Our first ever deep winter share pickup yesterday went off pretty well for the most part–it’s easier to keep things running smoothly when your brain and fingers aren’t frozen, of course! Coupled with the spring weather, we also got a waft of summer time in the box with Riverland’s tomato puree (canned in jars)–yum! Unfortunately, the farmers at Riverland (Rob and crew, including Andrew which some of you met giving you your shares at the Winchester pickup site) were in DEEP winter freeze as they were harvesting, cleaning, and packing this week. They learned a lot from the experience, for instance at such frigid temps, the hydraulics on the tractor forklift and the wash water system might not work as they usually do. So, things took quite a bit longer and the spinach harvest had to happen after the boxes were packed because they had to wait for the spinach (in the low tunnels, which are warmer than the outside temps.) to thaw first. Upside for us is that the spinach is sweet and incredibly fresh! See more about the week at Riverland…
So, even more gratitude as we enjoy our meals in our warm kitchens this month : )
Also a big thank you to Wright-Locke Farm for hosting our Winchester pickup site–it was so pleasant to have some sheltered space to set up in, the beautiful historic farm setting, and happy chickens right next door. Thanks, too, for Winchester pickup shareholders’ patience in finding the location and creative, careful parking at the farm, and, JP pickup site folks for your part in the swift pickup in the windy rain.
Here are some storage and use guidelines for your share contents. Enjoy a new sample menu plan for the week using share veggies thanks to Jackie Starr; also check the recipes page for more ideas.
Share contents for Saturday, Jan. 11, 2014:
Use or process these within a week (keeps longer if fridge is cold, near 32 degrees):
Spinach bag, can be blanched and frozen for later use.
These will keep for many weeks in cold storage (keep moist in bag, with some ventilation, not tightly sealed):
Carrots – 8#,
Potatoes – 5#,
Beets – 3#,
Kohlrabi—peel and slice or grate as an excellent salad or stirfry ingredient
Cabbage—if you are making sauerkraut or kimchi, do that asap
Celeriac–mildly celery flavored root great for mashing with potatoes, roasting, or for soups and stews. Peel and cut up.

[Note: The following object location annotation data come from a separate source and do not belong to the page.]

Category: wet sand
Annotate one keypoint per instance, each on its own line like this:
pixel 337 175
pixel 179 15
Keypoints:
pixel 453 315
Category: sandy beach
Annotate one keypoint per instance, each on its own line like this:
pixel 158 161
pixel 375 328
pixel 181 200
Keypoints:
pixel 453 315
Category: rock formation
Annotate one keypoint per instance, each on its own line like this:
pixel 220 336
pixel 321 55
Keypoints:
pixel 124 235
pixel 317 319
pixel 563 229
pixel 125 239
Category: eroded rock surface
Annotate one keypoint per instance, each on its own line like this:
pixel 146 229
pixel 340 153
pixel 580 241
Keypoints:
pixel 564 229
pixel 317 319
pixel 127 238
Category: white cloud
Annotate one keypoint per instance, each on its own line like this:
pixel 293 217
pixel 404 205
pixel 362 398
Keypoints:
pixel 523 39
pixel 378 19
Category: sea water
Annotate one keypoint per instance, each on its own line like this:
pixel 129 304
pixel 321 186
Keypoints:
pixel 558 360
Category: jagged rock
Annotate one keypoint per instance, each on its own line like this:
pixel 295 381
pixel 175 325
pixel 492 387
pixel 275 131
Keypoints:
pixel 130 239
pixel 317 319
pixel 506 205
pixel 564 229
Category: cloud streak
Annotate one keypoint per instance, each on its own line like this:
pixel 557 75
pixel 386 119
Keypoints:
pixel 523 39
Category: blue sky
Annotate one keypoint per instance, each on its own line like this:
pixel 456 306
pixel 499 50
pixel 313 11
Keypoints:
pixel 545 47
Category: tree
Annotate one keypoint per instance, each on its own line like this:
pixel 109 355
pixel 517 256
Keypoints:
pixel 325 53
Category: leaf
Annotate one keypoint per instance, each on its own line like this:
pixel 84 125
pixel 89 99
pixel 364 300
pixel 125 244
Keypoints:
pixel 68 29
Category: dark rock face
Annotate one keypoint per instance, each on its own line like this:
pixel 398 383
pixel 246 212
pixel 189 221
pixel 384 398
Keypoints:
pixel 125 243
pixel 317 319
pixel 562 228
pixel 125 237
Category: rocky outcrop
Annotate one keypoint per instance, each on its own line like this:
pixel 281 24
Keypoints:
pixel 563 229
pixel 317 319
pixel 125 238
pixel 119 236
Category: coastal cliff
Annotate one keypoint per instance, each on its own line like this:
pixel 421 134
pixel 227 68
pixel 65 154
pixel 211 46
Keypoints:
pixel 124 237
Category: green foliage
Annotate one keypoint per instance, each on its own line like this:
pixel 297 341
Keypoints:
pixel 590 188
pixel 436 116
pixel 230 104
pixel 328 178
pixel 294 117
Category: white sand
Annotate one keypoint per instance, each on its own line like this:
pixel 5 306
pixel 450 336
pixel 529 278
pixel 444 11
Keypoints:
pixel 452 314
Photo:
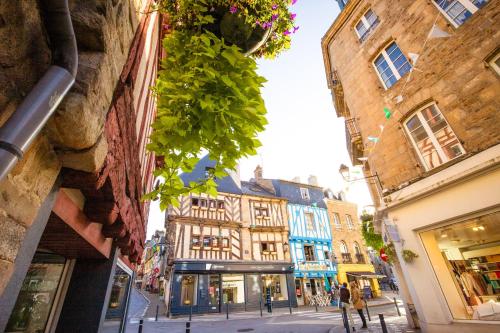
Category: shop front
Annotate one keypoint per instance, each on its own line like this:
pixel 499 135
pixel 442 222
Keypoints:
pixel 204 287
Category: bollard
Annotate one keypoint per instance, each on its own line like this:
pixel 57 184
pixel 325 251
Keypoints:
pixel 367 312
pixel 397 307
pixel 346 320
pixel 382 323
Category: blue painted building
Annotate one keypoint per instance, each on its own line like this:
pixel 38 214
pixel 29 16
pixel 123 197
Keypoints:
pixel 310 239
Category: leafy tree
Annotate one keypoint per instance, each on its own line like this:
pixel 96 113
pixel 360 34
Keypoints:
pixel 372 238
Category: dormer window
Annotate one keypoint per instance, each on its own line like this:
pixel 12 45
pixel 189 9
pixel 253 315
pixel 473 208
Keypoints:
pixel 304 193
pixel 366 24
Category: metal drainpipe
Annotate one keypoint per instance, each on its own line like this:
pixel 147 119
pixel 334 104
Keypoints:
pixel 19 131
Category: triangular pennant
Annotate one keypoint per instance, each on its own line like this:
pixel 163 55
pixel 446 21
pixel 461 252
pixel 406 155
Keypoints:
pixel 413 57
pixel 387 113
pixel 436 32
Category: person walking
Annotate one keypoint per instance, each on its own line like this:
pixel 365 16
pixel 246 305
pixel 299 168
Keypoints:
pixel 345 297
pixel 358 302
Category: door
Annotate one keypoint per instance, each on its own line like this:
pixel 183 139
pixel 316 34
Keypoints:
pixel 214 293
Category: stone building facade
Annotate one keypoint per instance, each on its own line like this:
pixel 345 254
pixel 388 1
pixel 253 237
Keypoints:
pixel 70 209
pixel 349 248
pixel 228 251
pixel 417 83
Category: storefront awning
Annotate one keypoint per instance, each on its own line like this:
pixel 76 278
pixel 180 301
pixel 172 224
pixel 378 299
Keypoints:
pixel 366 275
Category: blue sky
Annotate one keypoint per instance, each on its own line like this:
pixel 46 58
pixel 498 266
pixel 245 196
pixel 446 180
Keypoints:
pixel 304 136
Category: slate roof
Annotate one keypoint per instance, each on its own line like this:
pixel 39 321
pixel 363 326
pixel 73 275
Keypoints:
pixel 228 184
pixel 291 191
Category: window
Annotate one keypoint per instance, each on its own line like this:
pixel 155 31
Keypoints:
pixel 433 137
pixel 304 193
pixel 348 220
pixel 343 247
pixel 195 241
pixel 494 62
pixel 309 253
pixel 188 289
pixel 391 65
pixel 207 241
pixel 261 212
pixel 336 221
pixel 366 24
pixel 268 246
pixel 309 221
pixel 458 11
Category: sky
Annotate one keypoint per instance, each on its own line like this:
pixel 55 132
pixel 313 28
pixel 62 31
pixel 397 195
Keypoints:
pixel 304 136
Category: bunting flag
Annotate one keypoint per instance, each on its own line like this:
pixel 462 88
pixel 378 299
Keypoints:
pixel 436 32
pixel 387 113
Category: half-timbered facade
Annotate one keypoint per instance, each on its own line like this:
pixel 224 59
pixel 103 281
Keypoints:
pixel 310 239
pixel 230 250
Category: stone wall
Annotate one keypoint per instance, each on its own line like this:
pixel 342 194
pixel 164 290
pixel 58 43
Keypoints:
pixel 73 138
pixel 451 72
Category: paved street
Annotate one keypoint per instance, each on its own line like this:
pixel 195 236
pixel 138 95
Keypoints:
pixel 303 320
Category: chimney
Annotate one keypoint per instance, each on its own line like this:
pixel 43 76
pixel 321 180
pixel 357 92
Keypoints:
pixel 312 180
pixel 257 173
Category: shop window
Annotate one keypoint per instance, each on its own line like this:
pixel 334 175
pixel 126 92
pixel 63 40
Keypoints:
pixel 309 253
pixel 432 136
pixel 195 241
pixel 336 221
pixel 349 223
pixel 366 24
pixel 189 286
pixel 233 288
pixel 309 221
pixel 268 247
pixel 304 193
pixel 276 285
pixel 35 301
pixel 459 11
pixel 391 65
pixel 465 257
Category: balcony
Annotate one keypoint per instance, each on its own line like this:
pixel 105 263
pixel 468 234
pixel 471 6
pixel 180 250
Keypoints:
pixel 353 141
pixel 360 259
pixel 346 258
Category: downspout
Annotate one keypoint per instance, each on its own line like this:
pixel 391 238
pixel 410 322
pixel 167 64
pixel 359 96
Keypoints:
pixel 20 130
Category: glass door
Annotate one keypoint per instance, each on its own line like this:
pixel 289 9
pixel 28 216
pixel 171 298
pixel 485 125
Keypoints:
pixel 214 293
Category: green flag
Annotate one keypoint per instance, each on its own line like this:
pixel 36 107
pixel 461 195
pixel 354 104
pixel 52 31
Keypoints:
pixel 387 113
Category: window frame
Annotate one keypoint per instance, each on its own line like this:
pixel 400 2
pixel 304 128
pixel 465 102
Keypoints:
pixel 304 193
pixel 431 135
pixel 389 62
pixel 467 5
pixel 369 28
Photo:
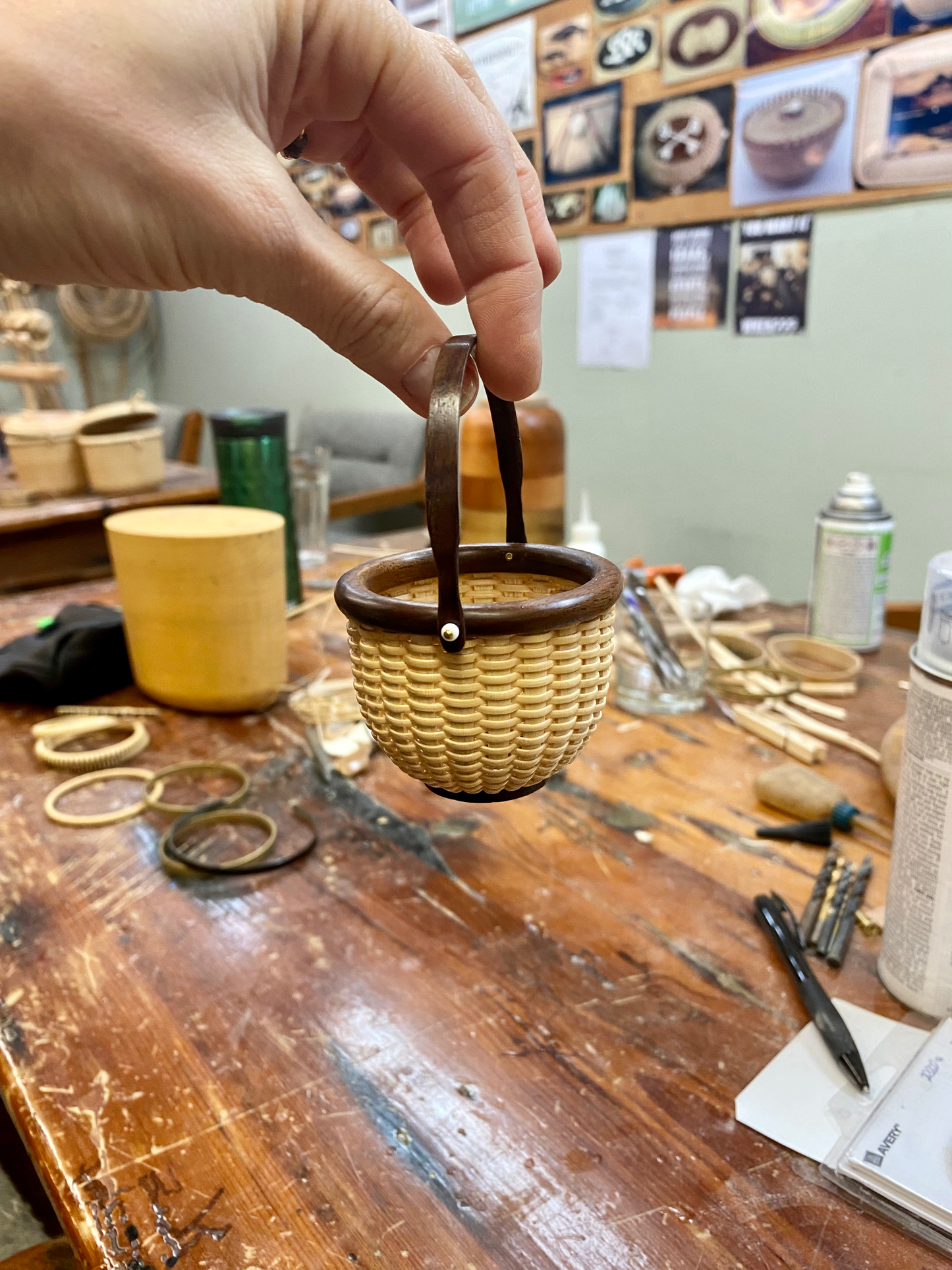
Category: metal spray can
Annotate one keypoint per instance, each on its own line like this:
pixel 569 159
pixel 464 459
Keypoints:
pixel 851 567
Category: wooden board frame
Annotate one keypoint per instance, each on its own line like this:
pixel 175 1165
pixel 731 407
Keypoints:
pixel 648 86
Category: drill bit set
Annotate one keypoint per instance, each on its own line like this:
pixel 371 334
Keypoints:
pixel 829 917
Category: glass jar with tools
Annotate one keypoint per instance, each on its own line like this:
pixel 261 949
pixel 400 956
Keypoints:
pixel 252 452
pixel 310 487
pixel 660 654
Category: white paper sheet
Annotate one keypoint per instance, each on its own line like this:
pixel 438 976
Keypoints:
pixel 505 63
pixel 804 1101
pixel 616 299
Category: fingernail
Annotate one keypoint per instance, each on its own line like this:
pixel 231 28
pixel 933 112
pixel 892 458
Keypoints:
pixel 418 382
pixel 471 386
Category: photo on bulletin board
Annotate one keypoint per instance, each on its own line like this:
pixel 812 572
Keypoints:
pixel 691 276
pixel 904 131
pixel 630 49
pixel 615 11
pixel 569 208
pixel 582 135
pixel 773 264
pixel 383 237
pixel 505 61
pixel 917 17
pixel 783 28
pixel 683 142
pixel 564 53
pixel 795 132
pixel 704 40
pixel 329 190
pixel 609 204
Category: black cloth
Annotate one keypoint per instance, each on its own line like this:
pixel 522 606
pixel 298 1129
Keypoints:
pixel 82 654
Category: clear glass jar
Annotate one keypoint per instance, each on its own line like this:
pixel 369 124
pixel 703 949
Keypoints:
pixel 310 488
pixel 638 686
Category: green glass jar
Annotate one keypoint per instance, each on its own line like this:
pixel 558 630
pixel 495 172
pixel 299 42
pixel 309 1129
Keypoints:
pixel 252 452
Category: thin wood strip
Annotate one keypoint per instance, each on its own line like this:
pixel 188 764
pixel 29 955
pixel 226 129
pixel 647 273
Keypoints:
pixel 820 730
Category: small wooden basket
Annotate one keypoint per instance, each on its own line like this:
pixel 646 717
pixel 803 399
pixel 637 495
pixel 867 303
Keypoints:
pixel 480 670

Parsnips–excellent for stews and soups, nicely pairs with curry flavors and ginger, also see Jacqui Starr’s idea for parsnip muffins! For the larger ones, you may want to remove the woody core and use that for making stocks (or just compost)
Turnips—purple top and scarlet beauty–great for soups, stews, crudite, and also fermenting/pickling (grate and salt ferment per the recipe in our recipes Menu “Fermentation for Taste and Preservation”)
These will keep for many weeks in cool, dry conditions (40-55 degrees), like a shelf in your basement or unheated room as long as it doesn’t freeze:
Garlic ½ #(can also be stored in a tightly closed jar in the refrigerator)
Butternut Squash–can store in your kitchen for a few weeks, cooler temps with ventilation for longer (not in a plastic bag), store in single layers/separate, not in pile. Any with blemishes should be used right away or peel, chop and freeze.
Popcorn–once it is good for popping, remove kernels and put in sealed jar so they don’t get too dried out.
These will keep for a year or more in dry conditions (closed jar), not too warm:
Dried beans 2# –your choice of black turtle, light red kidney, or Great Northern (all organically grown)
Tomato Puree–canned in jars, organic summer tomatoes from Riverland. These are shelf stable on your pantry shelf.